Menos da metade das escolas públicas do país possuem rede de esgoto – pouco mais da metade, 57%, apresentam rede de esgoto. Acima de 20%, em média, no território nacional, não dispõem de coleta de lixo. A climatização ocorre em menos de 40% delas – percentual que sobe para 42% em solo pernambucano. E quase 5%, no país, não contam com qualquer tipo de conexão, ou sequer energia para ligar os equipamentos disponibilizados. Laboratórios de ciências e de informática, além de quadras esportivas, são outros itens estruturais em falta em várias escolas, sobretudo no ensino fundamental.
Os dados do Anuário, elaborado pelo movimento Todos Pela Educação em parceria com a Fundação Santillana e a Editora Moderna, decerto reproduzem a realidade na qual as escolas estão inseridas. Mas a indiferenciação do pano de fundo ressalta um problema de continuidade que já deveria ter sido alvo de políticas públicas duradouras, há muito tempo. Se as escolas não exibem distinção em relação ao lado de fora, e podem reproduzir, para alunas e alunos, o que seus pais não gostariam de ver reproduzido – as dificuldades vivenciadas em casa, na rua, na comunidade – é porque não foi dada prioridade à educação no investimento estrutural.
E assim, instaladas na areia movediça da desigualdade, as unidades escolares fazem bem menos do que poderiam fazer para a transformação social que, em última instância, são construídas. Porque não dá para desvincular a infraestrutura ausente, na entrada, dos resultados insatisfatórios, na saída, depois de anos de frequência. Essa ausência está “diretamente ligada às condições de aprendizagem dos estudantes”, recorda Gabriel Corrêa, diretor de Políticas Públicas do Todos Pela Educação. Pouco mais de um terço dos estudantes que saem dos anos iniciais do fundamental aos 12 anos, exibem aprendizagem adequada em português e matemática. Nos anos finais, até os 16 anos, o nível ideal de aprendizado dessas disciplinas não chega a 17%.

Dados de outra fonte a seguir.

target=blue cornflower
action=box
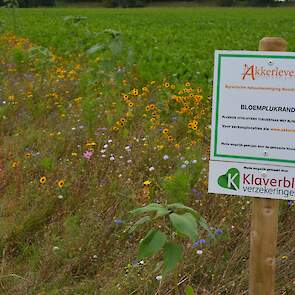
[192,239,206,249]
[215,229,223,236]
[114,219,123,225]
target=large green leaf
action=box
[130,203,170,217]
[167,203,199,217]
[163,242,183,274]
[185,285,194,295]
[139,229,167,258]
[169,213,198,242]
[86,43,105,55]
[128,216,151,234]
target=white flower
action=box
[102,154,106,158]
[127,159,132,163]
[149,166,155,172]
[155,275,162,281]
[184,160,189,165]
[181,164,187,169]
[110,155,115,161]
[163,155,169,160]
[108,139,112,143]
[100,149,106,153]
[93,255,98,259]
[53,246,59,251]
[197,250,203,255]
[57,195,63,199]
[191,159,197,164]
[125,146,131,152]
[103,144,108,149]
[139,260,144,265]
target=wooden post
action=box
[249,37,287,295]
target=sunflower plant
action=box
[129,202,213,275]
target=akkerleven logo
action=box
[218,168,240,191]
[242,64,295,81]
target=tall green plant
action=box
[129,203,213,276]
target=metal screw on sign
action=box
[249,37,287,295]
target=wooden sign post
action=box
[249,37,287,295]
[208,36,295,294]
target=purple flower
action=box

O planejamento de políticas públicas para a melhoria do aprendizado, em todos os níveis de governo, precisa levar em conta, além das questões referentes às condições de aula, aquelas que concernem à estrutura da escola. Sem a compreensão abrangente da desigualdade instalada, o ensino continuará defasado por fatores alheios à educação, mas que a prejudicam em sua aplicação diária.